Aaron, being the upstanding citizen he is, coaches two children’s basketball teams on a Saturday morning. We went to watch them play.
It was immediately apparent that I would be put to shame. These kids are good.
Sitting and watching these games, I was transported back to the time when I played basketball when I lived in Pearl Mississippi.
I played two seasons.
I never scored a goal in a game. I was practically a professional. I don’t know why I didn’t follow this as a career path.
I remember how irate my dad would get at the sidelines, when he disagreed with decisions made by the ref. I am pretty sure they even had to threaten to ban him from watching games at one point.
I felt that same nervous tension watching Aaron’s teams play. I couldn’t even sit in my chair. And I am sure I cheered louder than anyone when a goal was scored. I think I am a much better spectator than I am a participant.
A boy, eating nachos.
This girl was getting very impatient at the lady behind the kiosk.
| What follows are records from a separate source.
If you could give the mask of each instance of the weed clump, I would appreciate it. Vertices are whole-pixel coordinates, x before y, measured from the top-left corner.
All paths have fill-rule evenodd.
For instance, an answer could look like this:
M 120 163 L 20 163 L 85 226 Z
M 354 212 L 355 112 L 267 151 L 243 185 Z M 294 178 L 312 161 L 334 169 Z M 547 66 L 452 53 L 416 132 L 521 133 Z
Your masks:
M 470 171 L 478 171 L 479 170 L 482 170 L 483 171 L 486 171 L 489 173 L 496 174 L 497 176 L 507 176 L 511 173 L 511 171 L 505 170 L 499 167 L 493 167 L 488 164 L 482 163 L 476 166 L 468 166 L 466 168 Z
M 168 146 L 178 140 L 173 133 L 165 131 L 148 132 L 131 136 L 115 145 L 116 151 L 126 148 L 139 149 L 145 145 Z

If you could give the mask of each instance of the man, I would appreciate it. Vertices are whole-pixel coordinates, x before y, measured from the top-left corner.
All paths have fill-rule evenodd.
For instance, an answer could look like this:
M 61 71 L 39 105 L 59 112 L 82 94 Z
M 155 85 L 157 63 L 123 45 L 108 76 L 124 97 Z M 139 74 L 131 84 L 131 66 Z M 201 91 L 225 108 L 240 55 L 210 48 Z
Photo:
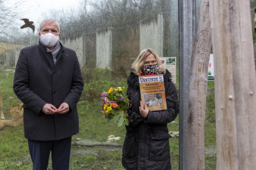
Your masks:
M 23 103 L 33 170 L 47 169 L 51 151 L 53 169 L 68 169 L 71 137 L 79 131 L 83 82 L 76 54 L 63 47 L 59 31 L 56 21 L 44 20 L 39 45 L 22 49 L 16 66 L 14 91 Z

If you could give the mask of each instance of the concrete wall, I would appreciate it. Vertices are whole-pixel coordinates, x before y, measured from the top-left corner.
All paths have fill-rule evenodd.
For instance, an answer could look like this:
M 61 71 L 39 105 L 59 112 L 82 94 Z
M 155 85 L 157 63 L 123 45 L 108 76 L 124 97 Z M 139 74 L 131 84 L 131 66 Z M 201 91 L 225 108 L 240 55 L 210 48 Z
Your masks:
M 112 31 L 107 29 L 96 32 L 96 67 L 111 69 Z
M 164 19 L 162 14 L 157 20 L 139 24 L 139 51 L 152 48 L 163 57 Z
M 86 41 L 83 36 L 80 36 L 73 40 L 67 39 L 63 42 L 64 46 L 74 50 L 76 53 L 80 67 L 82 68 L 86 63 Z

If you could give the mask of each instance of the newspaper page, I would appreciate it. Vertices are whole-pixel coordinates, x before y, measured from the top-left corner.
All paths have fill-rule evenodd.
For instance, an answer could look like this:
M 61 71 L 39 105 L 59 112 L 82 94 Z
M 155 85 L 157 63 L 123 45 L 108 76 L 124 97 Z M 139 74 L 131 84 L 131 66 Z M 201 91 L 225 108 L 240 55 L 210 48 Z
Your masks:
M 165 68 L 172 74 L 172 81 L 176 84 L 176 57 L 160 57 L 160 60 Z
M 164 75 L 142 76 L 139 81 L 142 104 L 151 111 L 167 110 Z

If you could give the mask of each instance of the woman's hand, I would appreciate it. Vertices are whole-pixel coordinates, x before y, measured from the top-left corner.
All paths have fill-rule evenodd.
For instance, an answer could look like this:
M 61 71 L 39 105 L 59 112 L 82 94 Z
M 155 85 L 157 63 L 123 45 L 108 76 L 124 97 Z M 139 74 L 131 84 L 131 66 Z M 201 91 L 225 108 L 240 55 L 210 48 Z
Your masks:
M 147 104 L 145 104 L 144 106 L 143 106 L 142 102 L 140 100 L 140 107 L 139 107 L 139 113 L 140 113 L 140 115 L 142 117 L 146 118 L 148 116 L 148 111 L 149 111 L 149 110 L 148 109 Z

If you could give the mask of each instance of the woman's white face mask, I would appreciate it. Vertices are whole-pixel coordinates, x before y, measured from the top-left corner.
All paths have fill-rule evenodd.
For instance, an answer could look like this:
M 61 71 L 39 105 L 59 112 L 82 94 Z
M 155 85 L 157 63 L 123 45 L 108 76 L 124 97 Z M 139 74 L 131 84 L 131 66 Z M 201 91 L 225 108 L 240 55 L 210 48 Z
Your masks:
M 40 32 L 40 42 L 46 47 L 54 47 L 59 40 L 59 36 L 55 36 L 51 32 L 42 34 Z

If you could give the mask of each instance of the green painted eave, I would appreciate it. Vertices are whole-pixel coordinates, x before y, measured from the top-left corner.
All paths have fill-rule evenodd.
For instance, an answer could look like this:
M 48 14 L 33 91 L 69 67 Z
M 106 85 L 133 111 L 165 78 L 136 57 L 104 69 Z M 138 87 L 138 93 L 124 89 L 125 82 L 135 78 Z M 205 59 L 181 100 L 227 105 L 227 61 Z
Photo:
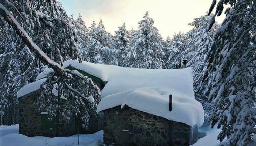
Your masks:
M 97 77 L 95 77 L 90 74 L 88 73 L 83 70 L 77 69 L 76 68 L 74 68 L 74 67 L 71 66 L 71 65 L 69 65 L 68 66 L 65 68 L 71 70 L 76 70 L 78 72 L 79 72 L 79 73 L 83 74 L 83 75 L 84 76 L 87 76 L 89 78 L 91 78 L 93 81 L 97 81 L 98 82 L 102 83 L 105 83 L 106 82 L 106 81 L 102 81 L 101 79 Z

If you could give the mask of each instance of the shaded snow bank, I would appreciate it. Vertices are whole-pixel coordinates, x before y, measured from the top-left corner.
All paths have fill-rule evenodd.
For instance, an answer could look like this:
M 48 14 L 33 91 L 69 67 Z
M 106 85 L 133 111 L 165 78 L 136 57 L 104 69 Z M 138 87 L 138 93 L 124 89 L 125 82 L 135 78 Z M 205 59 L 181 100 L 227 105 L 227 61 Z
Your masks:
M 93 134 L 80 134 L 80 145 L 78 145 L 78 135 L 69 137 L 49 138 L 44 137 L 29 137 L 18 133 L 13 133 L 0 137 L 1 146 L 42 146 L 46 141 L 48 146 L 99 146 L 101 145 L 103 131 Z

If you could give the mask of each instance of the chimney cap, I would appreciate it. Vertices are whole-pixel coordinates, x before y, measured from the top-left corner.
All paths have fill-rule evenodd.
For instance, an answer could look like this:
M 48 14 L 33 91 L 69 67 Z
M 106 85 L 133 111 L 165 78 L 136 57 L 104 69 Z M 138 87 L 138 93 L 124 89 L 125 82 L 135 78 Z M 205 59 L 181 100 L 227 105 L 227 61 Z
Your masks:
M 182 63 L 183 64 L 186 64 L 188 62 L 188 59 L 186 58 L 183 58 L 182 59 Z

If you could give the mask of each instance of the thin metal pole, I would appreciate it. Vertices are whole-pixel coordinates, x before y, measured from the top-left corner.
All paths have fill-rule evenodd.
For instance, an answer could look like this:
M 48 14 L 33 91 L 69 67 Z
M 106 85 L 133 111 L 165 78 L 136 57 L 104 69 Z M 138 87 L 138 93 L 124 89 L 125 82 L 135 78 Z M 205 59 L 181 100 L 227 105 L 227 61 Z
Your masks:
M 78 122 L 78 145 L 79 145 L 79 129 L 80 129 L 80 120 Z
“Scuse me Ma’am… I have a dollar. Can I have a pickle, PUH-lease???”
Yeah, and WIN.
The second game was for the younger teams. It was hilarious watching them squabble over the ball… not really taking it very seriously. As you do, when you’re in the third grade.
All very intense.
After the big game, after exerting so much energy, we went to International House of Pancakes. I think the waitress had the hots for Dana because she went over the top with making sure he had his order taken and food on his table right away. When it came to mine, she scoffed at me and rolled her eyes when I ordered a coffee. Then my meal came out about 6 ½ minutes after everyone else’s, and was almost tossed onto the table in front of me.
But, when I think about it, I can’t blame her.
He is pretty damn fine.
Aaaanyway, after Ihop, we went to Walmart to buy some ammunition. As you do when you are in Mississippi.
So Aaron has this friend. His name is Matthew Tubbs. He took us shooting on his property.
As I write this, I am very upset. I have gone through all my lightroom files, and I cannot, for the life of me, find the photos of this part of our day.
Shooting a gun was like being punched in the hands, and in the eardrums. After having my first turn, I felt rather shakey, so I stuck to smoking my shared cigar with Aaron, whilst he, Tubbs and Dana continued on shooting at the target with Tubbs’s rifle.
Did I mention that Tubbs has built his own house? He is pretty much the epitome of manliness.
Later that evening, Aaron, Dana and I went to a restaurant named ‘Cock of the Walk’ (O_o) for dinner to meet a lovely old friend and her husband for her birthday dinner.
I, once again, am obviously technologically inept, and have, again, misplaced the photos for this part of my day.
When my parents and I left Mississippi to move back to Australia, Lisa came to see me off at the airport. I was 11 and she was 10.
I gave her a box of candy. And we both cried our eyes out.
I continued to cry about missing Lisa for about 6 whole months after moving back.
I moved around a lot as a child. The one thing that I learnt to deal with (and abhor) the most was missing the people I loved.
As excited as I was about the prospect of making lots of new friends, I was still so sad to be leaving everything I knew to be home, and that feeling you get in your heart when you know you are *there*.
This is why I feel so torn about moving to Adelaide. On one hand is my sister and brother and sister in law, and my niece and nephews. My heart feels home in Adelaide. When I visit and leave, my heart aches when the plane lifts off of the runway.
But I have grown up in Brisbane. This place is where all the best and worst things have happened to me. There is not a part of it that does not hold some sort of memory of mine, however poignant at times.
I will be sad when we leave. BUT, I would rather talk about this later.
I’m not being very succinct today, am I?